The researchers rated mental distraction on a five-point scale. Category one represents a mild level of distraction and category five represents the maximum. AAA considers a mental distraction rating of two and higher to be potentially dangerous while driving.
The best performing system was the Chevy Equinox with a cognitive distraction rating of 2.4, while the worst performing system was the Mazda 6 with a cognitive distraction rating of 4.6.
Among phone systems, Google Now performed best with a distraction rating of 3.0, while Apple Siri and Microsoft Cortana earned ratings of 3.4 and 3.8.
Using the phones to send texts significantly increased the level of mental distraction. While sending voice-activated texts, Google Now rated as a category 3.3 distraction, while Apple Siri and Microsoft Cortana rated as category 3.7 and category 4.1 distractions.
“Voice-activated systems can pose a safety issue for drivers,” continued Parsons. “Our research proves that hands-free is not distraction-free.”

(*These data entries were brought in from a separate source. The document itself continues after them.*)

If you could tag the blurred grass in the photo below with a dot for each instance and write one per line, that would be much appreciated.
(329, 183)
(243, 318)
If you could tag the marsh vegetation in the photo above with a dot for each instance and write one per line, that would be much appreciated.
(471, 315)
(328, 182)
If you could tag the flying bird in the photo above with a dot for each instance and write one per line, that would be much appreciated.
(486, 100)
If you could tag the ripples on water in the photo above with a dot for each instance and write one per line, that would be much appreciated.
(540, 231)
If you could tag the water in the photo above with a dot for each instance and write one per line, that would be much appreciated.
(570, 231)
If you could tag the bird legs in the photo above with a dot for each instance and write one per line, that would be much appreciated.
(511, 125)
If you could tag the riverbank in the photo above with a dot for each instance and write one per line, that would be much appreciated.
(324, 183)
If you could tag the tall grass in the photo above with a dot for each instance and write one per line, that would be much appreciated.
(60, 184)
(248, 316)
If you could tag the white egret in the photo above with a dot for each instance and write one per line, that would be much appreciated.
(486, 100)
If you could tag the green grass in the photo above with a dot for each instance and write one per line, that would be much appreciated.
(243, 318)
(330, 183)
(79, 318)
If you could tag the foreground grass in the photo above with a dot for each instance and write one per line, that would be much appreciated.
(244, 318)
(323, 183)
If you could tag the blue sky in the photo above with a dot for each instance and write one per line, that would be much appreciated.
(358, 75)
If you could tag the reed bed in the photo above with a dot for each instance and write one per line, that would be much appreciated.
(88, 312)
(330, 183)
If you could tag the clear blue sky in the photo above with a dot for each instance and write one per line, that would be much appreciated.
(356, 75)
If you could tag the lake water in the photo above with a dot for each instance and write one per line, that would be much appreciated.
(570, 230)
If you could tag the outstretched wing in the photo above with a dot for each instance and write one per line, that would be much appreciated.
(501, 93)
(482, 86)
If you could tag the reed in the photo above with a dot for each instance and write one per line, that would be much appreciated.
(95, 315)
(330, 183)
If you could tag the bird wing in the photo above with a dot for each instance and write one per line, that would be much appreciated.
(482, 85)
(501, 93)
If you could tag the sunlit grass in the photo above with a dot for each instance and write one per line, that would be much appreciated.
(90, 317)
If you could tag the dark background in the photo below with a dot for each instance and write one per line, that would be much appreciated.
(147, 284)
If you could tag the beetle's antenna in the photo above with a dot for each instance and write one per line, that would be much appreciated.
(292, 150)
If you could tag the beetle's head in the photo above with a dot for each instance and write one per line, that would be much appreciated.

Previous AAA Foundation research established that a category 1 mental distraction is about the same as listening to the radio or an audio book. A category 2 distraction is about the same as talking on the phone, while category 3 is equivalent to sending voice-activated texts on a perfect, error-free system. Category 4 is similar to updating social media while driving, while category 5 corresponds to a highly-challenging, scientific test designed to overload a driver’s attention.
Dr. David Strayer and Dr. Joel Cooper of the University of Utah conducted the research. A total of 257 drivers ages 21-70 participated in the study of 2015 model-year vehicles, while 65 additional drivers ages 21-68 tested the three phone systems.